Gesunder Schlaf ist wichtig
Der Schlaf ist für den Menschen und seine Gesundheit genauso wichtig wie Essen. Doch die Schlafdauer ist bei jedem Menschen anders. Der Mensch verbringt im Durchschnitt 8,22 Stunden am Tag mit schlafen. Die empfohlene Tagesration an Schlaf liegt dabei zwischen sieben bis acht Stunden. Nach aktuellen Untersuchungen wird davon aufgegangen, dass mit diesem Schlafpensum das persönliche Wohlsein am größten ist. Die Ausnahme bestätigt aber auch hier die Regel. Denn jeder Mensch hat einen eigenen Biorhythmus und das wirkt sich auch auf den Bedarf an Schlaf aus.
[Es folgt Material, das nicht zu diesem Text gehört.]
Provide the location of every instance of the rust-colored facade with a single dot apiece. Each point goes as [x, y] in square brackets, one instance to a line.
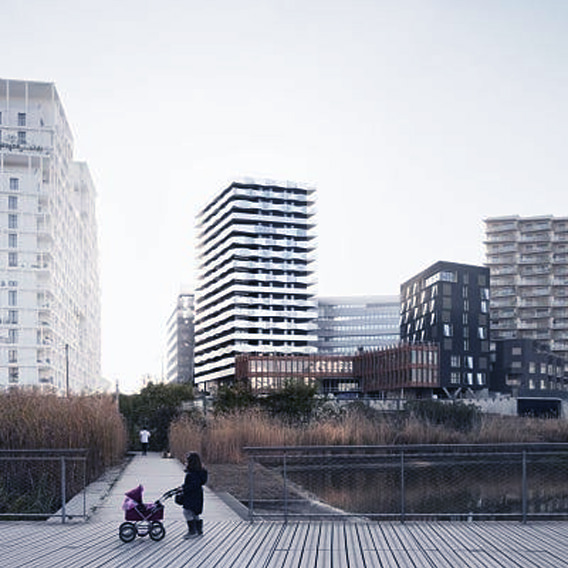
[413, 366]
[410, 367]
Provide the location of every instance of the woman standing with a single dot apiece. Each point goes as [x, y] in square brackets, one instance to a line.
[195, 478]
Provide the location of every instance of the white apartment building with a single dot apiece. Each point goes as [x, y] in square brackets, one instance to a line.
[180, 341]
[49, 283]
[349, 324]
[528, 262]
[255, 276]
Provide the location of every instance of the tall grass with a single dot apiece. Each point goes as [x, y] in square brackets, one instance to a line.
[30, 420]
[220, 438]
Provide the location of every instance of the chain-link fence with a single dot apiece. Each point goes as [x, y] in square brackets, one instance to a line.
[457, 482]
[38, 484]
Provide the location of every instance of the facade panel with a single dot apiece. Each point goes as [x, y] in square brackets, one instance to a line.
[528, 260]
[49, 278]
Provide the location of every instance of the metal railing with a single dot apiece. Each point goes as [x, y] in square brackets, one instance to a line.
[434, 482]
[38, 484]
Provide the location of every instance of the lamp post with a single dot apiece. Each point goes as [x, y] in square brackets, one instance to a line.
[67, 370]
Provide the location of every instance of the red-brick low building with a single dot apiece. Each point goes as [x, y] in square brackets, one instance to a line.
[412, 368]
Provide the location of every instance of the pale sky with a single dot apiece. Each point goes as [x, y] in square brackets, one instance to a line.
[415, 120]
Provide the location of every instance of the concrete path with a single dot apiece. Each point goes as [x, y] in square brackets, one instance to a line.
[157, 475]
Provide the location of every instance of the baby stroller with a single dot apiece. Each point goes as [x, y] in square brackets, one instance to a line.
[142, 519]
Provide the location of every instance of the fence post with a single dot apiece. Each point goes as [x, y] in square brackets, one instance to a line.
[402, 488]
[85, 488]
[285, 475]
[525, 488]
[251, 488]
[63, 490]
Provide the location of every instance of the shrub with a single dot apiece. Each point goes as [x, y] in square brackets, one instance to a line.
[456, 415]
[154, 408]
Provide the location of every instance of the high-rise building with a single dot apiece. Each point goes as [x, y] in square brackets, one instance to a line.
[180, 341]
[348, 324]
[255, 277]
[528, 260]
[49, 283]
[448, 304]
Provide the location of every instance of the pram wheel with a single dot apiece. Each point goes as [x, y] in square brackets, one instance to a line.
[157, 531]
[127, 532]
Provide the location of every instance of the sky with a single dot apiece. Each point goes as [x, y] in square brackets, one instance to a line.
[414, 119]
Albert Einstein brauchte angeblich ganze 14 Stunden Schlaf am Tag und fand aber trotzdem die Zeit, die Relativitätstheorie zu entwickeln. Der große Feldherr Napoleon schlief hingegen knappe vier Stunden. Wichtig für einen guten Schlaf ist das körpereigene Hormon Melatonin. Zuständig für die Produktion ist eine bestimmte Drüse im Gehirn. Die Bildung von dem Hormon hängt von der Tageszeit und den Lichtverhältnissen ab. Denn die Drüse steuert die Ausschüttung von Melatonin über den Tag- Nacht-Rhythmus des Körpers. Das menschliche Auge nimmt Helligkeit und Licht war und leitet diese Information an die Zirbeldrüse weiter: dadurch wird die Ausschüttung des Hormons gestoppt.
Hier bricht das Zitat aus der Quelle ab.